Tuesday, September 2, 2008

Equipment Tip - Shutter Release & Image Sharpness

A few posts ago, I touted the advantages of using a tripod whenever possible to increase the sharpness of your images. I briefly commented on using a shutter release cable to add to camera stability. Consider triggering the shutter even when the camera is mounted on a tripod. Even with the support offered by the tripod, camera shake can still occur -- especially with lower quality, inexpensive tripods. Here are three ways the shutter can be released when the camera is mounted on a tripod:
  1. Push the shutter button with your finger. Advantages: You never forget to take your trigger finger with you, and it doesn't cost anything. Cons: The action of pushing the button can shake or move the camera to impact the quality and sharpness of your picture.
  2. Use the camera's self-timer feature. (And you thought it was just for taking pictures of yourself.) Advantages: Again the feature is always there, and it came free with the camera. Cons: Takes some time to set up, and when you physically push the button to activate the self-timer the camera might move slightly.
  3. Use a wired or wireless shutter release. Advantages: Since the device is a switch that actuates your electronic shutter, it provides a truly motionless shutter button release and the sharpest alternative. Cons: The cost of purchasing the accessory.

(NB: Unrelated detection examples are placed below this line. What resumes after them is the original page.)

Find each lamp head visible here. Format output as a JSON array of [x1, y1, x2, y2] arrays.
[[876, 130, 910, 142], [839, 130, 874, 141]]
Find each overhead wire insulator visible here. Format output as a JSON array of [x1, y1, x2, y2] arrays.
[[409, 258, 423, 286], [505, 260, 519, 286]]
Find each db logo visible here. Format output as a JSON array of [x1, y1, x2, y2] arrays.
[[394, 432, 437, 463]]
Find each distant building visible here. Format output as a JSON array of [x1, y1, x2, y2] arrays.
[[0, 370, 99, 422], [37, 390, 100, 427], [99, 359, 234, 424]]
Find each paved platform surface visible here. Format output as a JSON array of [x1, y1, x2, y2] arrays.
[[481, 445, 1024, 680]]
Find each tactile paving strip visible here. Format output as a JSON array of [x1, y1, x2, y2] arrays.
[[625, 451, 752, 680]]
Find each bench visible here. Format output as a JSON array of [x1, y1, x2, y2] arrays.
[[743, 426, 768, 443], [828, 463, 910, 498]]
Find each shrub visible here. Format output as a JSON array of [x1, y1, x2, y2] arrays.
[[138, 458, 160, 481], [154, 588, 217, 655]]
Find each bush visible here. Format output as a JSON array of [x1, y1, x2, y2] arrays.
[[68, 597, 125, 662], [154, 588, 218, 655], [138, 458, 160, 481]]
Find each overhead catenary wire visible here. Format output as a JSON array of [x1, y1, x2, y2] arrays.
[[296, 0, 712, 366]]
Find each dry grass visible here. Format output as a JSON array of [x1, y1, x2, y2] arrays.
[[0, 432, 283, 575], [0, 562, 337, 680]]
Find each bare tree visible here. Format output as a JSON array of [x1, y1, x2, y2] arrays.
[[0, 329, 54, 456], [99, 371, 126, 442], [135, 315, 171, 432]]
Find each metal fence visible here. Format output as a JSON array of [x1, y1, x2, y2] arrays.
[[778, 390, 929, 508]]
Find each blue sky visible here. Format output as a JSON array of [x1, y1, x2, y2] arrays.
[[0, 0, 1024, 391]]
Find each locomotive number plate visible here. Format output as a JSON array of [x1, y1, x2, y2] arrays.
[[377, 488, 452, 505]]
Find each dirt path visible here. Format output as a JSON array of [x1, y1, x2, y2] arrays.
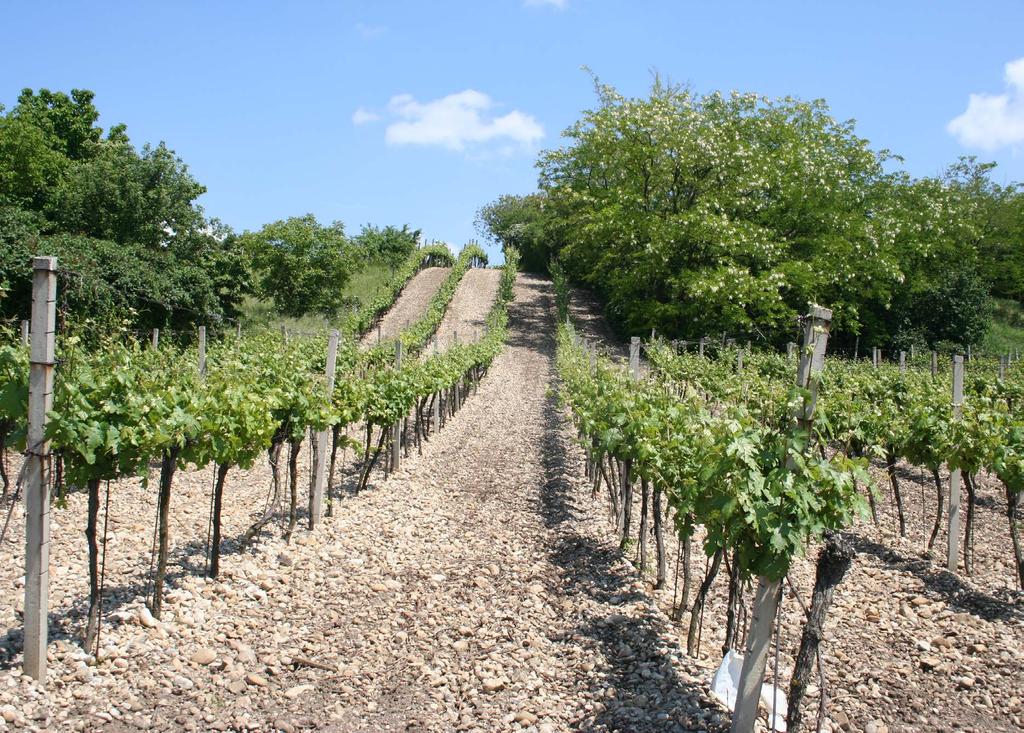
[[0, 277, 722, 733], [570, 291, 1024, 733], [428, 268, 502, 351], [362, 267, 452, 346]]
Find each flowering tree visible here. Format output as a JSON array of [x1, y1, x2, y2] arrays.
[[538, 80, 987, 343]]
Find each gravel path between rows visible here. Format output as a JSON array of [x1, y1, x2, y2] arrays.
[[362, 267, 452, 347], [428, 267, 502, 351], [0, 277, 724, 733]]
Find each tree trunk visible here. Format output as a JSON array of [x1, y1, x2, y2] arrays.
[[785, 532, 856, 733], [722, 553, 743, 656], [1004, 484, 1024, 590], [672, 535, 693, 621], [356, 428, 388, 491], [210, 463, 230, 577], [618, 459, 633, 550], [327, 424, 341, 517], [928, 468, 945, 552], [82, 478, 100, 651], [243, 435, 285, 543], [654, 483, 669, 591], [686, 550, 723, 656], [0, 428, 10, 504], [964, 471, 977, 576], [638, 478, 650, 578], [150, 445, 181, 618], [285, 438, 302, 543], [886, 448, 906, 537]]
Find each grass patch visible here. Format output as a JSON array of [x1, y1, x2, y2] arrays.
[[241, 257, 394, 332], [982, 298, 1024, 354]]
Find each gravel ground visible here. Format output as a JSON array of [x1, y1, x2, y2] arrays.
[[428, 267, 502, 351], [362, 267, 452, 346], [0, 277, 724, 732], [570, 292, 1024, 733]]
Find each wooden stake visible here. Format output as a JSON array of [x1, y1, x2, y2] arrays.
[[431, 334, 441, 433], [946, 354, 964, 572], [199, 326, 206, 380], [309, 329, 341, 529], [23, 257, 57, 683], [730, 306, 833, 733], [391, 339, 401, 471]]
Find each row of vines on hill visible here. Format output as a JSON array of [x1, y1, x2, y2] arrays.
[[0, 245, 515, 648], [554, 265, 1024, 730]]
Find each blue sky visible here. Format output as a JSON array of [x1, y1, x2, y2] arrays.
[[0, 0, 1024, 261]]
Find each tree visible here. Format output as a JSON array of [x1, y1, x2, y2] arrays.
[[0, 89, 250, 333], [242, 214, 355, 316], [476, 193, 562, 273], [532, 79, 1011, 345], [46, 140, 206, 248], [353, 224, 420, 266]]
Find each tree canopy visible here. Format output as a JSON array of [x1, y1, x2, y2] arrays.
[[241, 214, 356, 316], [0, 89, 248, 329], [478, 80, 1024, 345]]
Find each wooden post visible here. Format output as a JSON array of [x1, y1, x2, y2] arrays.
[[391, 339, 401, 471], [946, 354, 964, 572], [730, 306, 833, 733], [431, 334, 441, 433], [199, 326, 206, 379], [23, 257, 57, 683], [309, 329, 341, 529]]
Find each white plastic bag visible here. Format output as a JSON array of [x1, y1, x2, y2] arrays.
[[761, 684, 790, 733], [711, 649, 788, 733], [711, 649, 745, 712]]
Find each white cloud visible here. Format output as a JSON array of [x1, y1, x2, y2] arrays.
[[352, 106, 381, 125], [946, 58, 1024, 150], [384, 89, 544, 150], [355, 20, 387, 38]]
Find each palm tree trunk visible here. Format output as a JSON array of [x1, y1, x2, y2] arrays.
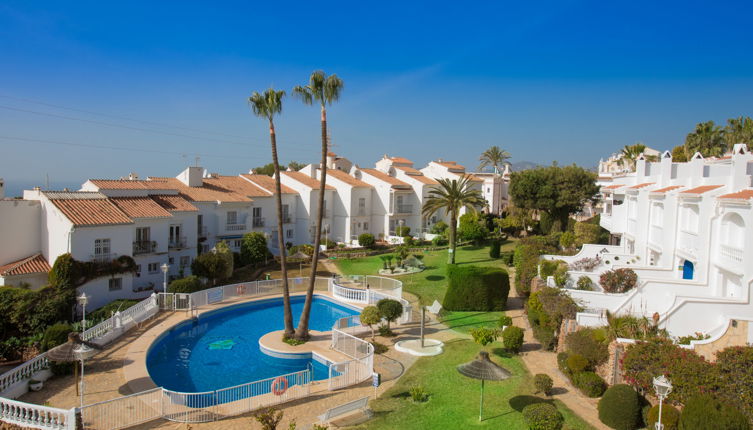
[[269, 119, 295, 337], [295, 104, 327, 340]]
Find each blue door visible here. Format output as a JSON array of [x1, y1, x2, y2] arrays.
[[682, 260, 693, 279]]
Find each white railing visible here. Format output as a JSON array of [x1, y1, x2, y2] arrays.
[[0, 397, 76, 430]]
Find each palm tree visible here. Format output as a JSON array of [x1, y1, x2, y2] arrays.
[[421, 175, 486, 264], [478, 146, 511, 175], [248, 88, 295, 338], [293, 70, 343, 340]]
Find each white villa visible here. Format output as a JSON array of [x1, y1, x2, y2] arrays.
[[546, 144, 753, 343], [0, 153, 509, 308]]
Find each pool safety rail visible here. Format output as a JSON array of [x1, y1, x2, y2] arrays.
[[0, 276, 411, 430]]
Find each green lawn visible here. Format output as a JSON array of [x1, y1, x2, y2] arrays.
[[350, 339, 592, 430], [335, 241, 515, 305]]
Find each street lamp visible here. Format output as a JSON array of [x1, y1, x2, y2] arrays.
[[654, 375, 672, 430], [162, 263, 170, 294]]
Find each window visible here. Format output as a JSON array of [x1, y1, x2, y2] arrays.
[[107, 278, 123, 291]]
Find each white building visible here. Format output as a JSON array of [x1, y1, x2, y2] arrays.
[[547, 145, 753, 342]]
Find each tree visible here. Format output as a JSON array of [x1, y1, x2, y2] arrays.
[[685, 121, 727, 160], [421, 175, 486, 264], [478, 146, 510, 175], [241, 231, 269, 264], [509, 165, 599, 228], [248, 88, 292, 337], [361, 306, 382, 340], [292, 70, 344, 340]]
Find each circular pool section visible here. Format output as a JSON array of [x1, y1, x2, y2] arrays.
[[146, 295, 360, 393]]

The cost was prohibitive enough that it wasn't until recently that I made the investment. (Up to this time I had been using the camera's self-timer exclusively.) The shutter release cables made by my camera manufacturer were expensive and were never on sale.

Then I saw an ad on Pro Camera Gear's website for a wired and wireless remote made by a company called Micnova. The wired model was selling for $12.99 and the wireless remote version was priced at $29.95. That's over 60% less than I had thought I was going to spend. Being a wild and crazy guy (as well as never knowing when I might need the wireless feature to safely capture Sasquatch in the mountains of Washington), I purchased the wireless remote.

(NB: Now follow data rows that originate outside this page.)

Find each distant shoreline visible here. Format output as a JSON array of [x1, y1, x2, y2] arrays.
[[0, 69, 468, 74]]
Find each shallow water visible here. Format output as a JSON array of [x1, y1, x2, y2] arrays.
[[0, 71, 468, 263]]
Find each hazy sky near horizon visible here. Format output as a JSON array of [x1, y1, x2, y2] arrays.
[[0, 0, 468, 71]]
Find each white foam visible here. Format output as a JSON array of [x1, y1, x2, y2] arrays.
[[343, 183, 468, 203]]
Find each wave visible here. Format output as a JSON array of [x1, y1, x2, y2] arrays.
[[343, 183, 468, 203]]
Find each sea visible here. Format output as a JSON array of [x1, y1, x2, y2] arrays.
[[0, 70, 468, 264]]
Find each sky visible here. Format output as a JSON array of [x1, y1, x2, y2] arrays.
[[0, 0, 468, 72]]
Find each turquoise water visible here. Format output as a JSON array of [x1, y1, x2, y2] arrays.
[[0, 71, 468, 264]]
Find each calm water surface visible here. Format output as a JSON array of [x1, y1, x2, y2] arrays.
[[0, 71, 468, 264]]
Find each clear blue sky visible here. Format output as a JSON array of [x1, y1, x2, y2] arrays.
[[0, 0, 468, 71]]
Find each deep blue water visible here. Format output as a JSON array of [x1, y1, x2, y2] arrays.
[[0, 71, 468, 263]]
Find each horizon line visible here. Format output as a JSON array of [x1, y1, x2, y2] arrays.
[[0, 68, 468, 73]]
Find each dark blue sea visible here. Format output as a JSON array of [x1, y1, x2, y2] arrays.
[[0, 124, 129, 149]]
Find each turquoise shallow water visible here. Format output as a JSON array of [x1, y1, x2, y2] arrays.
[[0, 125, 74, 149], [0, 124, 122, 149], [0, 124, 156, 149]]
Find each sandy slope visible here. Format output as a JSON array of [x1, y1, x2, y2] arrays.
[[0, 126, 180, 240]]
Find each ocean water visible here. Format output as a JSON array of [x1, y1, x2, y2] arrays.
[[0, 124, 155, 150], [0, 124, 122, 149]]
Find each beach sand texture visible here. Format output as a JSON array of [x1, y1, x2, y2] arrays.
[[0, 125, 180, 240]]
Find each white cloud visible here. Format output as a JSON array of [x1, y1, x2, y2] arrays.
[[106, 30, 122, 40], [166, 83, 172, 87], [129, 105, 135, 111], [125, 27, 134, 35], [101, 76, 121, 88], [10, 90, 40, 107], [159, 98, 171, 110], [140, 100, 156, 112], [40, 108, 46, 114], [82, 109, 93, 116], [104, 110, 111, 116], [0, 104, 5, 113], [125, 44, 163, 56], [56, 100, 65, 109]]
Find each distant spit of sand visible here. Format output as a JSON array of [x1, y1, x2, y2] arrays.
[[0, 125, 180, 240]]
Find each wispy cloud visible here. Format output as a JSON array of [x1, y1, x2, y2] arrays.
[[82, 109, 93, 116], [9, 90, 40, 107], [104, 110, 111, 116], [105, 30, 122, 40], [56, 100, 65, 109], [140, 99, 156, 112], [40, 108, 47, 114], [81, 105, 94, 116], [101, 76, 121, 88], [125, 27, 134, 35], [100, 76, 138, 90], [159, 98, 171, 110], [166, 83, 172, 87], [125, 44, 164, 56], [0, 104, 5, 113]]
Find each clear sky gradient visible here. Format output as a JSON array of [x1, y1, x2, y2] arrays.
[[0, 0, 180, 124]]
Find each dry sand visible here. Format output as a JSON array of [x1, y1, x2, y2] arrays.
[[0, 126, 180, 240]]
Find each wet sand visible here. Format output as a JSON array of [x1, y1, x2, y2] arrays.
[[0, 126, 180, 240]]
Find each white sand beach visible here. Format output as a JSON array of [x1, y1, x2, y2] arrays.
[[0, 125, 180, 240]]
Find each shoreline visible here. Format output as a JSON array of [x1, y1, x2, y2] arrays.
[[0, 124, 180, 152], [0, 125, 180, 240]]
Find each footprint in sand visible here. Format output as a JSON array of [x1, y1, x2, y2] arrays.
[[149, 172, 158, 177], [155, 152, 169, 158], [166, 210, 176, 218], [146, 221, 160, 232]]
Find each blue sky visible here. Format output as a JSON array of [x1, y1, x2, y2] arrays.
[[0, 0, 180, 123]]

The Micnova wireless remote consists of two units:
1) the receiver and 2) the transmitter.

The wireless remote came with batteries and just needed to be attached to the front connector of my Nikon D200. Bingo. Ready to take pictures.

The unit can be user set to any of 16 channels to avoid interference with the other Sports Illustrated photographers at the Super Bowl game. The button on the transmitter works just like the button on my camera's body. Push the button part way down to activate the meter and auto-focus, and then press the button the rest of the way down to trigger the shutter.

So, here's a way of getting the advantages of a shutter release cable when taking tripod mounted pictures without spending too much money. Best of all, you don't have to worry about accidentally leaving a finger at home. In actual shooting conditions, I've been as far away as 30 feet from the camera, and the shutter has functioned without a hiccup. Both the wired and remote versions are available for most popular DSLRs.

Hope this is helpful. If you have comments or questions, you know where to find me.

Monday, September 1, 2008

Shooting Tip - Density Range

In true blogging spirit, I want to pass along a comment I recently heard at a photo seminar I was working. It was one of those "Why didn't I say that?" moments.

The speaker was Stephen Johnson. If you don't know Stephen's work, check out his website. Stephen is a respected landscape photographer, author and instructor. You'll be amazed at his images of our national parks.

I was able to sneak into Stephen's presentation while he was discussing proper exposure. At one point, he commented that "there's no rule saying that an image has to include the entire density range". Meaning a good photograph doesn't automatically mean it contains densities from pure white to pure black. Neither reality nor a photographer's vision is constrained to taking pictures that contain a full range of densities.

Although I've never been guided by the belief that every picture must contain pure whites and pure blacks, I have never said it to my students. I revisited many of my pictures to find a couple that would illustrate Stephen's point.

Neither of these pictures contains pure whites nor pure blacks. This shallow range of densities only adds to the emotional feel of the images. (Again, check out Stephen's website and see how he approaches density range in his own work.)

So the tip is: Don't be misled into thinking your pictures MUST contain the full range of densities from pure white to pure black. Pictures need a density range that's appropriate for the mood, subject and conditions -- and no more.

My thanks to Stephen for reminding me that what I take for granted isn't necessarily understood by others.

I hope this is helpful to you as it was for me. If you have any questions or comments, you know where to find me.